I have traveled many times throughout my life. I have flown on planes since I was a baby. So I know a lot about what works on vacations and what doesn’t.

Here are some tips for making sure you enjoy your trip.

1: Don’t plan too little or too much–just right in the middle.

Many of my family trips have consisted of a ton of touring, especially when we went to Europe and very little down time. Because of that, my mom planned less for one trip to the Catskills a couple years ago. However, we sat in the room bored all the time, especially because the cell phone signal and Internet was very spotty and weak. So you want to tour enough and hang out enough. Balancing it is the best idea. That was how my family’s Bermuda trip, a few months before the Catskills trip, was done. And I am glad it was.

2: Know your family.

Whether your kids are little, older, or are adults, you should know what activities and places would work for them. Obviously, you wouldn’t send your young adult children to a play place for small children, but it might not be such a good idea to take toddlers to certain historical tour places as they may get cranky and hyper. Aside from the kids’ ages, their personalities and regular habits play a role in this too. I wouldn’t recommend a trip where you have to wake up for an activity before 6 A.M. if your child likes to sleep until noon. Your spouse or other peer should also be taken into consideration.

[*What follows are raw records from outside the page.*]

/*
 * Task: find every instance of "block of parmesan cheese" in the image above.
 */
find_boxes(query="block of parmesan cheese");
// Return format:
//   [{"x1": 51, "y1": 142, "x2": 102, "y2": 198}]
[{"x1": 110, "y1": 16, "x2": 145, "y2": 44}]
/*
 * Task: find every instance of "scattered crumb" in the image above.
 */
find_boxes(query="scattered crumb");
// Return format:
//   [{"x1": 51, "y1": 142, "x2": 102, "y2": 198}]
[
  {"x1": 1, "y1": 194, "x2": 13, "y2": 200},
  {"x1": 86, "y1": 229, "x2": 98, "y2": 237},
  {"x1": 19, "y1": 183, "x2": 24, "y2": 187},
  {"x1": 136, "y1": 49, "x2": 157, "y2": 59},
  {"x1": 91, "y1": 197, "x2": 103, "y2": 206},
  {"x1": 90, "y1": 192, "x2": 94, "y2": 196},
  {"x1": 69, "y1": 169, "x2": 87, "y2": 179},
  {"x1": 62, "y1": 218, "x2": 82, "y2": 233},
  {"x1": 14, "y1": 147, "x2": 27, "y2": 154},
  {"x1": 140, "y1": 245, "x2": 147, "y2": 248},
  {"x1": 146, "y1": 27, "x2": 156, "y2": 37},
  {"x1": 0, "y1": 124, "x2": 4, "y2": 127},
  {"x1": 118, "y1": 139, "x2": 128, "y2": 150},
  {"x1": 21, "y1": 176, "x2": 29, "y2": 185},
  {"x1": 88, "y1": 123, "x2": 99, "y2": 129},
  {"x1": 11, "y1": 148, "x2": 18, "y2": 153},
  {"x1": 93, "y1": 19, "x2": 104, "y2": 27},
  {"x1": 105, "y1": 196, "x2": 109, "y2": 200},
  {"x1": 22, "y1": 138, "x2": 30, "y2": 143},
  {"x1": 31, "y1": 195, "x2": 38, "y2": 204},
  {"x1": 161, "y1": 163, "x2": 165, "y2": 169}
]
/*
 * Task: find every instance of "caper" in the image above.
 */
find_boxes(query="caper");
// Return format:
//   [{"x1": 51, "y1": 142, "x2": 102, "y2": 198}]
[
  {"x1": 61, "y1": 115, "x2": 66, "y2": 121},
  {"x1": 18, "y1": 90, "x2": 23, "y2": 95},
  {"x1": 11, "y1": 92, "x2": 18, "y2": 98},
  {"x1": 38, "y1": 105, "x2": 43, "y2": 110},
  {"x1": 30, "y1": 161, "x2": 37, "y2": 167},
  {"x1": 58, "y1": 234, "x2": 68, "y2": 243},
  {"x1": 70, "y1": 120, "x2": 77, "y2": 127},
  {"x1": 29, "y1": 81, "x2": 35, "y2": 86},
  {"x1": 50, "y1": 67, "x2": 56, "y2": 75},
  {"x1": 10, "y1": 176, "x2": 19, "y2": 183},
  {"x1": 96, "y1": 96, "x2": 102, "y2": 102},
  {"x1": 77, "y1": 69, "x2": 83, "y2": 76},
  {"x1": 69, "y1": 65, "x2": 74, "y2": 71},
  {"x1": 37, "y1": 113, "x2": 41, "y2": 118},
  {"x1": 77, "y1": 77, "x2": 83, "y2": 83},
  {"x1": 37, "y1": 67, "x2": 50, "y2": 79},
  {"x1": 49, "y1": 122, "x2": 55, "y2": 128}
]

3: Make a budget and do your research.

You hear this so many times. But unless you’re super-wealthy, it’s important to watch how much you spend and read reviews before committing with your money. Some things may sound cool, but if a lot of the reviews online say that their experiences were painful, then you should steer clear of those activities.

Following these tips will make your next overnight trips more enjoyable and everybody will thank you.